On the left loomed the elegant Old State House built of bright red brick. It had a second-floor balcony, a steeple, and a lion and a unicorn on the roof.
"They read the Declaration of Independence from that balcony back in '76," said Revelie.
"Mumsy, you tell me that every Fourth."
"Do I, dear?"
"Why do you think I picked this street?"
"I see. What is our next port of call?"
"The Common. Okay with you?"
"Of course."
"The Common. Then the Garden. Then home."
"Very good."
When they reached Tremont, they turned left and there before them stretched those twin parks: the Boston Common and the Public Garden. They were actually Siamese twins since they were forever joined by a shared fence.
"Oh, no," said Revelie.
"What's the matter?" asked Percy.
She was so rattled that she pointed. Her son followed her aim and saw a dozen great guns lined up in a row on the Parade Ground in the far corner of the Common.
"More cannon," she said. "They're not going to start shooting too, are they?"
"Don't know." Her son smiled.
"I certainly hope not."
Behind the cannon were the troops. A company of blue-clad soldiers were showing off their skill at close-order drilling: slapping their rifles, shouldering their arms, lowering them, lifting them, twirling them like batons. Revelie shivered.
"I hate all these guns, guns, guns," she said. "They're so dangerous."
"Sorry," he said. "Let's go see the Garden."
"Good.
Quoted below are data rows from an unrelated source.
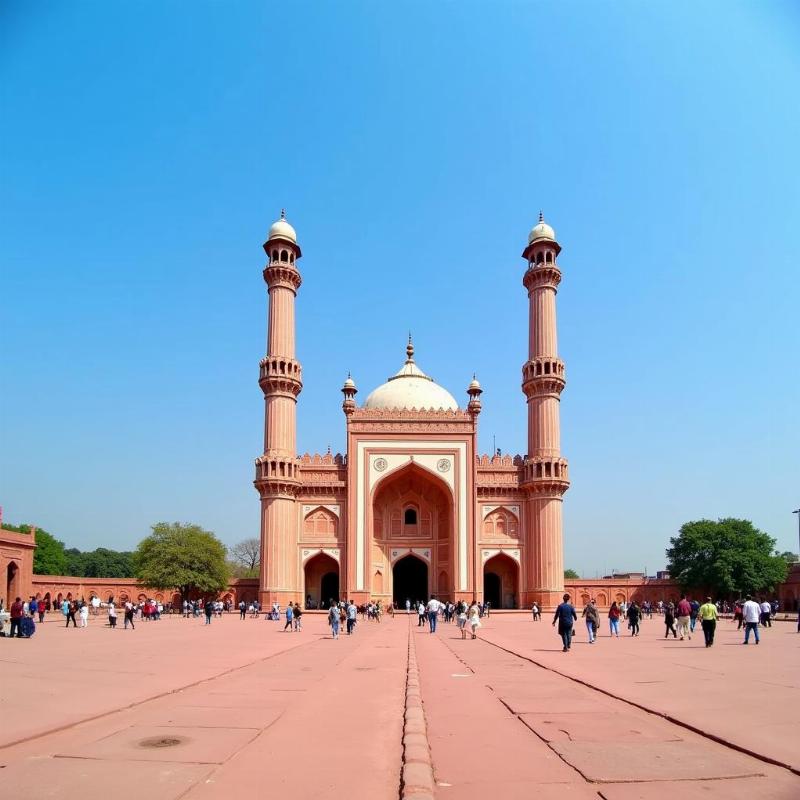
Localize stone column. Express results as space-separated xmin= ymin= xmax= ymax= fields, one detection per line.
xmin=521 ymin=214 xmax=569 ymax=608
xmin=254 ymin=212 xmax=303 ymax=607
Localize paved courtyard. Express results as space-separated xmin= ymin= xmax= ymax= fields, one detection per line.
xmin=0 ymin=614 xmax=800 ymax=800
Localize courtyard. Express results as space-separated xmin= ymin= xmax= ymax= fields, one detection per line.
xmin=0 ymin=613 xmax=800 ymax=800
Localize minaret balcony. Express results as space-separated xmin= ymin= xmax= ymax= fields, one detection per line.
xmin=520 ymin=457 xmax=569 ymax=494
xmin=258 ymin=356 xmax=303 ymax=397
xmin=522 ymin=358 xmax=566 ymax=397
xmin=253 ymin=453 xmax=300 ymax=496
xmin=522 ymin=263 xmax=561 ymax=293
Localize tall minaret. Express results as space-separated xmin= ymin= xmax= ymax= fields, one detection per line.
xmin=522 ymin=213 xmax=569 ymax=608
xmin=254 ymin=211 xmax=303 ymax=607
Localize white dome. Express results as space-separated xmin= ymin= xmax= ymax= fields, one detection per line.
xmin=267 ymin=210 xmax=297 ymax=244
xmin=363 ymin=342 xmax=458 ymax=411
xmin=528 ymin=212 xmax=556 ymax=244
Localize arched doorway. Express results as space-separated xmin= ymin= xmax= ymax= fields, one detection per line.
xmin=6 ymin=561 xmax=20 ymax=608
xmin=483 ymin=572 xmax=503 ymax=608
xmin=367 ymin=459 xmax=458 ymax=608
xmin=483 ymin=553 xmax=519 ymax=608
xmin=303 ymin=553 xmax=341 ymax=608
xmin=392 ymin=555 xmax=428 ymax=608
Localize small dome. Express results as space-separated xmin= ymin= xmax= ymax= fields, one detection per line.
xmin=364 ymin=340 xmax=458 ymax=411
xmin=528 ymin=211 xmax=556 ymax=244
xmin=267 ymin=209 xmax=297 ymax=244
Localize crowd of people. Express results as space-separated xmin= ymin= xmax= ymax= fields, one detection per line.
xmin=548 ymin=594 xmax=800 ymax=653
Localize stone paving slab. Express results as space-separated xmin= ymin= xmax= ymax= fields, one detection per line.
xmin=598 ymin=769 xmax=797 ymax=800
xmin=55 ymin=725 xmax=258 ymax=764
xmin=551 ymin=739 xmax=764 ymax=788
xmin=0 ymin=757 xmax=212 ymax=800
xmin=481 ymin=614 xmax=800 ymax=772
xmin=519 ymin=710 xmax=682 ymax=743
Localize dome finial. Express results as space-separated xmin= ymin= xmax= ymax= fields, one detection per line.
xmin=406 ymin=331 xmax=414 ymax=363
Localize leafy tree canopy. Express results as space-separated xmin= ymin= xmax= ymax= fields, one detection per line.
xmin=10 ymin=523 xmax=69 ymax=575
xmin=228 ymin=536 xmax=261 ymax=578
xmin=133 ymin=522 xmax=230 ymax=597
xmin=667 ymin=518 xmax=788 ymax=597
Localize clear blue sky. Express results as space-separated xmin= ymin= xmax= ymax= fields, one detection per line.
xmin=0 ymin=0 xmax=800 ymax=575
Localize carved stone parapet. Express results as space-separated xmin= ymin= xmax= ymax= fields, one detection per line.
xmin=522 ymin=358 xmax=566 ymax=398
xmin=263 ymin=261 xmax=303 ymax=292
xmin=522 ymin=264 xmax=561 ymax=294
xmin=258 ymin=356 xmax=303 ymax=397
xmin=520 ymin=456 xmax=569 ymax=496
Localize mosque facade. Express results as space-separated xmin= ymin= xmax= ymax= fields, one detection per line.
xmin=254 ymin=212 xmax=569 ymax=608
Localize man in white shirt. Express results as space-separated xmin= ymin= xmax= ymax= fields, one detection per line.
xmin=426 ymin=594 xmax=442 ymax=633
xmin=742 ymin=595 xmax=761 ymax=644
xmin=761 ymin=600 xmax=772 ymax=628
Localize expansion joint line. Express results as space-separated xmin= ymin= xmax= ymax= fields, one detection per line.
xmin=400 ymin=620 xmax=434 ymax=800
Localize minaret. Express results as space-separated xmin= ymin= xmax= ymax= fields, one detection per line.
xmin=522 ymin=213 xmax=569 ymax=608
xmin=254 ymin=211 xmax=303 ymax=607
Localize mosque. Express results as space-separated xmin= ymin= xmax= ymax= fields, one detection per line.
xmin=254 ymin=212 xmax=569 ymax=608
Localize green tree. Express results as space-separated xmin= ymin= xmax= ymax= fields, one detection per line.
xmin=133 ymin=522 xmax=230 ymax=598
xmin=228 ymin=536 xmax=261 ymax=578
xmin=28 ymin=525 xmax=69 ymax=575
xmin=667 ymin=518 xmax=788 ymax=597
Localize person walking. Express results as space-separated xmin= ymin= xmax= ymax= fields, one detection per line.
xmin=294 ymin=600 xmax=303 ymax=631
xmin=742 ymin=595 xmax=761 ymax=644
xmin=553 ymin=593 xmax=578 ymax=653
xmin=664 ymin=600 xmax=683 ymax=639
xmin=697 ymin=597 xmax=717 ymax=647
xmin=608 ymin=600 xmax=620 ymax=639
xmin=761 ymin=599 xmax=772 ymax=628
xmin=678 ymin=594 xmax=692 ymax=641
xmin=345 ymin=600 xmax=358 ymax=636
xmin=426 ymin=594 xmax=442 ymax=633
xmin=467 ymin=600 xmax=481 ymax=639
xmin=107 ymin=597 xmax=117 ymax=628
xmin=328 ymin=605 xmax=339 ymax=639
xmin=627 ymin=600 xmax=642 ymax=636
xmin=8 ymin=597 xmax=25 ymax=639
xmin=581 ymin=598 xmax=600 ymax=644
xmin=456 ymin=600 xmax=467 ymax=639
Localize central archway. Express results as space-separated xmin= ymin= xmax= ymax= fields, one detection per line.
xmin=367 ymin=461 xmax=457 ymax=608
xmin=392 ymin=555 xmax=429 ymax=608
xmin=483 ymin=553 xmax=519 ymax=608
xmin=303 ymin=553 xmax=340 ymax=608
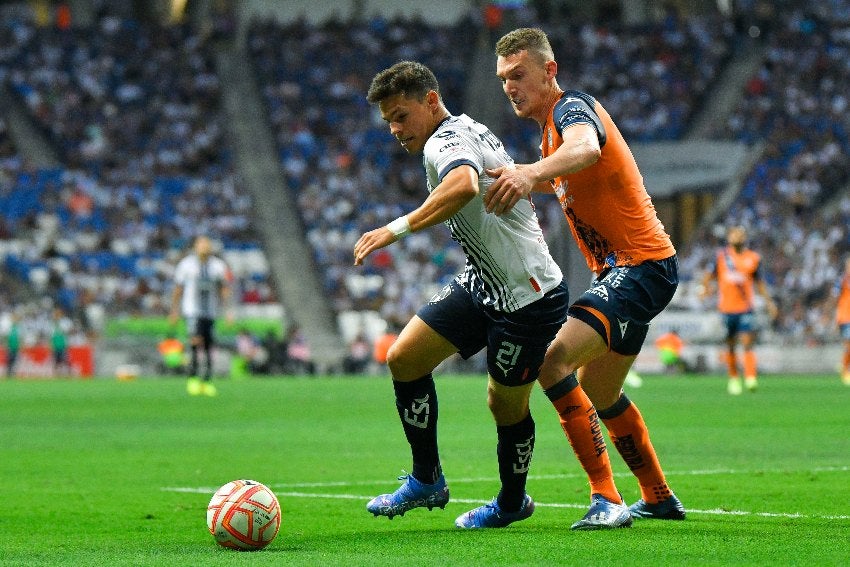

Thank you."
They passed through a long, narrow shadow cast by the Army and Navy Monument, which consisted of a single column with a warrior standing on top. Revelie found this shade cold and shivered. Following a well-trodden path, they approached the double gate that connected the Boston Common to the Public Garden.
"I like the Garden better anyway," said Revelie.
"Me, too," said Percy.
"Don't say 'me, too,'" she corrected. "Say, 'So do I.'"
Revelie criticized herself for being so critical, but she had hoped sending him away to Andover Academy would change him. Rid him of what she thought of as "baby talk," but it hadn't. And he was supposed to go to Harvard in the fall. Would he fit in? Would they make fun of him? She hoped her overprotectiveness hadn't contributed to his seeming reluctance to grow up.
Revelie stopped to enjoy the beauty of the Garden's large pond with a fountain in the middle. She preferred the sound of gurgling water to booming fieldpieces. She glanced back over her left shoulder to make sure nobody was lighting any fuses, but trees blocked her view. They crossed the bridge to the other side of the pond, where they found George Washington blocking their way. The father of his country rode a proud horse and wore a three-cornered hat while his bronze eyes stared unblinkingly at the horizon.
"Let's go see what's going on over there," said Percy, pointing.